🪣 Cloud Data Access

🪣 Cloud Data Access#

NASA’s migration from “on-premise” to cloud#

image src: https://asf.alaska.edu/about-asf-daac/

NASA has 12 Distributed Active Archive Centers (DAACs). Each DAAC is associated with a few sub-disciplines of Earth science, and those specialties correspond to which missions and data products those DAACs are in charge of. For example, LPDAAC is the land processes DAAC and is in charge of the Harmonized Landsat Sentinel (HLS) Product which is often used for land classification. Up until about 6 years ago (which is about when I started working with NASA), all NASA Earth Observation archives resided “on-premise” at the data center’s physical locations in data centers they manage.

NASA, anticipating the exponential growth in their Earth Observation data archives, started the Earthdata Cloud initiative. Now, NASA DAACs are in the process of migrating their collections to cloud storage. Existing missions are growing their collections as well, but new missions such as NISAR and SWOT are or will be the most significant contributors to NASA’s archival volume growth.

image src: https://www.earthdata.nasa.gov/esds/esds-highlights/2022-esds-highlights

Now, high priority and new datasets are being stored on cloud object storage.

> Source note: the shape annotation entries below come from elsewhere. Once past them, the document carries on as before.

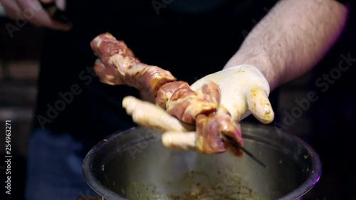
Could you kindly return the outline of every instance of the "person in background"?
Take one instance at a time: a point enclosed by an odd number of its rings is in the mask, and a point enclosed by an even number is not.
[[[28,200],[75,199],[93,192],[81,172],[85,154],[108,135],[135,125],[121,103],[140,93],[104,84],[93,70],[96,58],[89,44],[96,36],[110,32],[143,63],[189,84],[252,65],[267,80],[276,107],[273,93],[322,60],[348,14],[346,2],[334,0],[56,1],[68,24],[41,6],[52,1],[0,0],[9,17],[23,16],[46,32]],[[33,14],[26,18],[29,11]]]

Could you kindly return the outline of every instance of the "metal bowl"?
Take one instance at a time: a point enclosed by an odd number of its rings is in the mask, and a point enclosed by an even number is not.
[[[300,138],[242,122],[245,147],[267,165],[230,152],[205,155],[162,144],[159,133],[132,128],[100,141],[83,171],[103,199],[301,199],[321,174],[318,155]]]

What is cloud object storage?#

Cloud object storage stores unstructured data in a flat structure, called a bucket in AWS, where each object is identified with a unique key. The simple design of cloud object storage enables near infinite scalability. Object storage is distinguished from a database which requires database management system software to store data and often has connection limits. Object storage is distinct from file storage because files are stored in a hierarchical format and a network is not always required. Read more about cloud object storage and how it is different from other types of storage in the AWS docs.

../../_images/s3-bucket-with-objects.png

Cloud object storage is accessible over the internet. If the data is public, you can use an HTTP link to access data in cloud object storage, but more typically you will use the cloud object storage protocol, such as s3://path/to/file.text along with some credentials to access the data. Using the s3 protocol to access the data is commonly referred to as direct access. Access over the network is critical because it means many servers can access data in parallel and these storage systems are designed to be infinitely scalable and always available.

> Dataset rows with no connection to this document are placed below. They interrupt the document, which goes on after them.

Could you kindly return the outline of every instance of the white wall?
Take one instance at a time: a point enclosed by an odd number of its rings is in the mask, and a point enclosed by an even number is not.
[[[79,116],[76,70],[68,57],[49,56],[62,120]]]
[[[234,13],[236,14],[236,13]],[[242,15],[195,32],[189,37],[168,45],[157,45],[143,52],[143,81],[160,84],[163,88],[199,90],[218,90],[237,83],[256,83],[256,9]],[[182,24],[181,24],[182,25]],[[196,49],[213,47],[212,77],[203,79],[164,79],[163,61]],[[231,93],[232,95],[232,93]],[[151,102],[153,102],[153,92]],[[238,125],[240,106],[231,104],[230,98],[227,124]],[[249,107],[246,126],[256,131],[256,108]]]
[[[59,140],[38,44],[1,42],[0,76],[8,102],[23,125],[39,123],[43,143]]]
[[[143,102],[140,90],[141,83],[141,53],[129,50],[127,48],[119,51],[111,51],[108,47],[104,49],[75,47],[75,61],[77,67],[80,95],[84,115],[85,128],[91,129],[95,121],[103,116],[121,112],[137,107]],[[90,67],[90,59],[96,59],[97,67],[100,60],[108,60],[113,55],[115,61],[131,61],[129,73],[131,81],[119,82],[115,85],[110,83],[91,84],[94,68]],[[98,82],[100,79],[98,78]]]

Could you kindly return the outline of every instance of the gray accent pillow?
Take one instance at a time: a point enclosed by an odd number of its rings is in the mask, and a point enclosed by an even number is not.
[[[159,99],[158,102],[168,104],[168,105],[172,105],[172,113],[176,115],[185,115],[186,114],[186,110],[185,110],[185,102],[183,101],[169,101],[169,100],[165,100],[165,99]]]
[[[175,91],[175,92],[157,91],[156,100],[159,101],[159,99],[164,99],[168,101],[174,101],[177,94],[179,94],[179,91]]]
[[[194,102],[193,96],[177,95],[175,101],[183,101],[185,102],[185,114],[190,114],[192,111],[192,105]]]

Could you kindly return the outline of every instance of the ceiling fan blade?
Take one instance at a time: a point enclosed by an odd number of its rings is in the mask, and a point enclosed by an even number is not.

Popular libraries to access data on S3 are boto3 and s3fs.

There are different access patterns, it can be confusing! 🤯#

Download data from a DAAC to your personal machine.
Download data from cloud storage, say using HTTP, to your personal machine.
Login to a virtual machine in the cloud, like CryoCloud, and download data from a DAAC.
Login to a virtual machine in the cloud and access data directly using a cloud object protocol, like s3.

../../_images/different-modes-of-access.png

Cloud vs Local Storage#

Feature	Local	Cloud
Scalability	❌ limited by physical hardware	✅ highly scalable
Accessibility	❌ access is limited to local network or complex setup for remote access	✅ accessible from anywhere with an internet connection
Collaboration	❌ sharing is hard	✅ sharing is possible with tools for access control
Data backup	❌ risk of data loss due to hardware failure or human error	✅ typically includes redundancy (read more)
Performance	✅ faster since it does not depend on any network	❌ performance depends on internet speed or proximity to the data

Takeaways

NASA datasets are still managed by DAACs, even though many datasets are moving to the cloud.
Users are encouraged to access the data directly in the cloud through AWS services (like cryocloud!)